Wednesday, October 07, 2009

The Avant-Garde Nature of Winky Dink

Tonsure. Marcel Duchamp with haircut by George de Zayas, Paris, 1919. Photo by Man Ray.

In the book, Dada Culture: Critical Texts on the Avant-Garde, edited by Dafydd Jones, T.J. Demos writes:
In 1919 Duchamp had the shape of a star cut into the hair on the back of his head (Tonsure). Here, the articulations of his artistic practice...intersected with his bodily appearance, as language's flight crossed over Duchamp's own physical decontextualisation. Duchamp threw himself into the flux of expatriation, rewriting his own appearance, and giving life to his own inscriptions.
The author goes on, with terms like "ephemeral tattoo," "eventual erasure," "sublime state of pure becoming," and "perceptual counterpoint." You get the idea. I really can't bear to transcribe any more.

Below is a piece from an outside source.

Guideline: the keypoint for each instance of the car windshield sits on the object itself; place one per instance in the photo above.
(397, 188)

Winky Dink. Dell comic book, 1955.

No doubt, existential angst and surrealistic tendencies led my boyhood idol Winky Dink (see previous post "Winky Dink and Me") to adorn his cranium with a star. He was so out there, he went Duchamp one better by wearing a star for a collar.

1 comment:

betty-NZ said...

Isn't it interesting how "there's nothing new under the sun"?